Discussion: The rate of postoperative CSF leakage was low at 4.4%, consistent with earlier studies. Intraoperative leak grade strongly guided nasoseptal flap use (p <0.0001), supporting selective rather than routine reconstruction. Leak grade did not significantly predict postoperative leaks (p = 0.10), and tumor extension, weight, and BMI showed no association. Surgical and anatomical factors are more important than demographics or tumor classifications for predicting outcomes.

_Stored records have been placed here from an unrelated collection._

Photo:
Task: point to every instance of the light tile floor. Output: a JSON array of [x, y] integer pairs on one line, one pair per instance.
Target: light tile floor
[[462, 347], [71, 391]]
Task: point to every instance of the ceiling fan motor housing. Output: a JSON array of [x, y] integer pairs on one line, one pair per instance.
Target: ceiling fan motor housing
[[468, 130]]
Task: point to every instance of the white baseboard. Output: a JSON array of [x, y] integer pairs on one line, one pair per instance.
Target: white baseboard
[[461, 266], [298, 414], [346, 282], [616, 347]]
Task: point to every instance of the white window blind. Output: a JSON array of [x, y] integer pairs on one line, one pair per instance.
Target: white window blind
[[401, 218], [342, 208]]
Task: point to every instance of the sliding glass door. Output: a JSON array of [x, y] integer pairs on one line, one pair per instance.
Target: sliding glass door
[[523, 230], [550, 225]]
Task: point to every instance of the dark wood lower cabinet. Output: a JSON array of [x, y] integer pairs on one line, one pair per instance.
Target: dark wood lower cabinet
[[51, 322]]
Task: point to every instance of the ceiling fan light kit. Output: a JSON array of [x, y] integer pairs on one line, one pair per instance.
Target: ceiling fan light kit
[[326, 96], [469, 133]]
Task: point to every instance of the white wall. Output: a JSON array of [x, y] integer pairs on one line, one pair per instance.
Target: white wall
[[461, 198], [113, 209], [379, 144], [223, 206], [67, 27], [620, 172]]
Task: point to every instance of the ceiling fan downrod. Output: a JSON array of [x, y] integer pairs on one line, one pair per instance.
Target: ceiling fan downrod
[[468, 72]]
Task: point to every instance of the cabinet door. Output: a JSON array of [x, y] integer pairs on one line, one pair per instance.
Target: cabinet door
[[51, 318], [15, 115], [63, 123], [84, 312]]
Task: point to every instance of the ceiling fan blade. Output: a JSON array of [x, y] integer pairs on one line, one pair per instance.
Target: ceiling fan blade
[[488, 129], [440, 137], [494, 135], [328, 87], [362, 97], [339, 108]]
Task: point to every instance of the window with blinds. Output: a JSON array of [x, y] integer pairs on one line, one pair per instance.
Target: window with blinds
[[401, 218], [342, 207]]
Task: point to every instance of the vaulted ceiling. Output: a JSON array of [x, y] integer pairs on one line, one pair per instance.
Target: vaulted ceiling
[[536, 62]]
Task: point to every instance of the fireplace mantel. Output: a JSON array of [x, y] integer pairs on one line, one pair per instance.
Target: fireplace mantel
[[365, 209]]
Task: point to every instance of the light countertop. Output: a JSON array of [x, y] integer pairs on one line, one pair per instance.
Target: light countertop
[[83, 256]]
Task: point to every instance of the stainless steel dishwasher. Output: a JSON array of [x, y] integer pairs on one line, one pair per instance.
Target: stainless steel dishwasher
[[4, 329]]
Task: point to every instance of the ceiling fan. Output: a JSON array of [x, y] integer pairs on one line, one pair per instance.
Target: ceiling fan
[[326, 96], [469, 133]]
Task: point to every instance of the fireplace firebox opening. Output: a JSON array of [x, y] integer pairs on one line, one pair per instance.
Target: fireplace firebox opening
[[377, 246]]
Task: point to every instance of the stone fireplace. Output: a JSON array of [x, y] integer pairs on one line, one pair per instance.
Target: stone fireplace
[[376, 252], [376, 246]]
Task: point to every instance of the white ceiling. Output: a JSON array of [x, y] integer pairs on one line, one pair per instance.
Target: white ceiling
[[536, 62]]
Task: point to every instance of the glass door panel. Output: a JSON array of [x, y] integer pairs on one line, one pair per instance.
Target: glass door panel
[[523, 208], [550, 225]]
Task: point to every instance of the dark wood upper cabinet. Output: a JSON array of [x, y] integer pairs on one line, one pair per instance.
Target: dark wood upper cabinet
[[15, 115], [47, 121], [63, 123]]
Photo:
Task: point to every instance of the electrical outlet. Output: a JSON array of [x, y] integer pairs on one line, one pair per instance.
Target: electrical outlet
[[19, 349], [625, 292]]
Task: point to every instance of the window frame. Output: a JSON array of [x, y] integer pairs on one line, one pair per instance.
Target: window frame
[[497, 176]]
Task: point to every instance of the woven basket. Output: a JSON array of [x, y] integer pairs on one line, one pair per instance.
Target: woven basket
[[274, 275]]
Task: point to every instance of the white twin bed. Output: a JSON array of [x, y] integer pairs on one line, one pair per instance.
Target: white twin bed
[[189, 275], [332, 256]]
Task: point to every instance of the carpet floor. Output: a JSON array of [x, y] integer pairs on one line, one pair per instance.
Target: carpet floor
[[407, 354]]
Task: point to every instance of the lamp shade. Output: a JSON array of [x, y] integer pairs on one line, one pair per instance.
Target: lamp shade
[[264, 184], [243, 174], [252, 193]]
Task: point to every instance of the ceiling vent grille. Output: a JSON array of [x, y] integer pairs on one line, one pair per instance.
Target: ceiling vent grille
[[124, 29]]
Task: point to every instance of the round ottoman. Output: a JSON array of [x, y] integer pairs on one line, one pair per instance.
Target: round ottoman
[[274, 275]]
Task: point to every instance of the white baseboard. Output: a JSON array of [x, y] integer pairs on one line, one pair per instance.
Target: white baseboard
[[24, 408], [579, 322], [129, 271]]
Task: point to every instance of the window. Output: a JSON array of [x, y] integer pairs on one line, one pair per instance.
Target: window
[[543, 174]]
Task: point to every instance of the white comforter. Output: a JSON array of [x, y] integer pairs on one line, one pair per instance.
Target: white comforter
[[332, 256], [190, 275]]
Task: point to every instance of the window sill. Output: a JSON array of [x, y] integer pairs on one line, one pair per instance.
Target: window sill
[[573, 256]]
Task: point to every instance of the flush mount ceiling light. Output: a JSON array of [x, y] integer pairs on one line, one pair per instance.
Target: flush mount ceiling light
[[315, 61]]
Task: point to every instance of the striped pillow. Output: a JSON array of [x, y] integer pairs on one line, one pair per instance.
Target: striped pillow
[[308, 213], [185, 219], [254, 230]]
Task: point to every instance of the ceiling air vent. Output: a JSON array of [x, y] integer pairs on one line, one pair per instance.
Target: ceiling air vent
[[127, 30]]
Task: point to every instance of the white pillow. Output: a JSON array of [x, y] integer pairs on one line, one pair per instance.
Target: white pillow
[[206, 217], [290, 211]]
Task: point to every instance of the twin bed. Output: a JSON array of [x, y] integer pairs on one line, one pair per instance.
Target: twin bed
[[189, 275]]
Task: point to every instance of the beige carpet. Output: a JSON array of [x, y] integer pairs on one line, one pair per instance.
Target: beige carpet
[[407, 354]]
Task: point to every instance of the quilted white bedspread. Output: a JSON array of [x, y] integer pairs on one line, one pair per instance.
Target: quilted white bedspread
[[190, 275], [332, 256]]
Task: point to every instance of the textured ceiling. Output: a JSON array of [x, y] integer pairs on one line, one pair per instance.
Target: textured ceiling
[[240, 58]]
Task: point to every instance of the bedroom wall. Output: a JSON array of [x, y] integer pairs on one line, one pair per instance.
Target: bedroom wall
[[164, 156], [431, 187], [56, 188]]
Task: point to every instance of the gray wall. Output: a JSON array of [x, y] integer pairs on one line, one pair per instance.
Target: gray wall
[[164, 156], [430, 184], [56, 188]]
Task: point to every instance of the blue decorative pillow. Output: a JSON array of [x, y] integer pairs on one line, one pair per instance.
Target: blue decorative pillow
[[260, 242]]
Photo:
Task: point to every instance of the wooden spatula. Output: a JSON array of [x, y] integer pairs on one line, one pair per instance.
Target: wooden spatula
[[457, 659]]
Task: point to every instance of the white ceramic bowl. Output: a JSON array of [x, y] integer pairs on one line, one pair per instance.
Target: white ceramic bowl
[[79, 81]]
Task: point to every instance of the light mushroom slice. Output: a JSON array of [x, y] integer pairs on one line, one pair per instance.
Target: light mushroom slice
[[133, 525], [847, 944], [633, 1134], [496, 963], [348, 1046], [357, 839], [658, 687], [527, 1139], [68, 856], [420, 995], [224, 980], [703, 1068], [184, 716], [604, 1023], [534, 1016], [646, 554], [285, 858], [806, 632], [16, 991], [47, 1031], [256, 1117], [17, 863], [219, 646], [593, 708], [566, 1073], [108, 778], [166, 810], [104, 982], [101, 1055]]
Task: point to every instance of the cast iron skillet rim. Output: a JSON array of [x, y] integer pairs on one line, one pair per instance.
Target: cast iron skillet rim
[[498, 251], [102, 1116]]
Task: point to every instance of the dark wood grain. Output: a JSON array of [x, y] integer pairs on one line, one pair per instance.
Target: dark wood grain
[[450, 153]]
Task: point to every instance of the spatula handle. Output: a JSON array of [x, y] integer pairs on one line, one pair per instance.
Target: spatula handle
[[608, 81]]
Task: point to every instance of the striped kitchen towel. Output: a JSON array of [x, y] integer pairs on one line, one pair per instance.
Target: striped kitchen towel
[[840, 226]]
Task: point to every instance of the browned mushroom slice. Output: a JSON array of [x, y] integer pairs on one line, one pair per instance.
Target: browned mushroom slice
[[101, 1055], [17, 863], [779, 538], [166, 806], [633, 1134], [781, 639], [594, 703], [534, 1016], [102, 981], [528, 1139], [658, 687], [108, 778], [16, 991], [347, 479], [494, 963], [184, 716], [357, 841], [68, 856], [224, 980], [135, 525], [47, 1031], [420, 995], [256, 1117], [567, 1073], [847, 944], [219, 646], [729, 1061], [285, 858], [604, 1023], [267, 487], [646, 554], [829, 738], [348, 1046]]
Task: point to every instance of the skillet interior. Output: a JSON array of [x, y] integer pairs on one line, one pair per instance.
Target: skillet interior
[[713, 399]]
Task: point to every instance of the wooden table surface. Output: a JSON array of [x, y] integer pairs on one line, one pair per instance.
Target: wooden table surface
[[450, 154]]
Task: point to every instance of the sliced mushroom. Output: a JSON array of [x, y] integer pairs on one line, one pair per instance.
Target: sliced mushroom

Conclusion: In this case series, intraoperative CSF leak grade was the only determinant factor guiding the selective use of the nasoseptal rescue flap in transnasal endoscopic pituitary surgery. Only two patients in whom the flap was not applied developed postoperative CSF leaks, demonstrating that a selective, intraoperative leak–based indication is safe and effective. Patients with higher-grade intraoperative leaks benefited most from flap reconstruction, while low-grade or absent leaks showed a low risk of postoperative complications. These findings support a tailored approach that minimizes unnecessary morbidity without compromising leak prevention.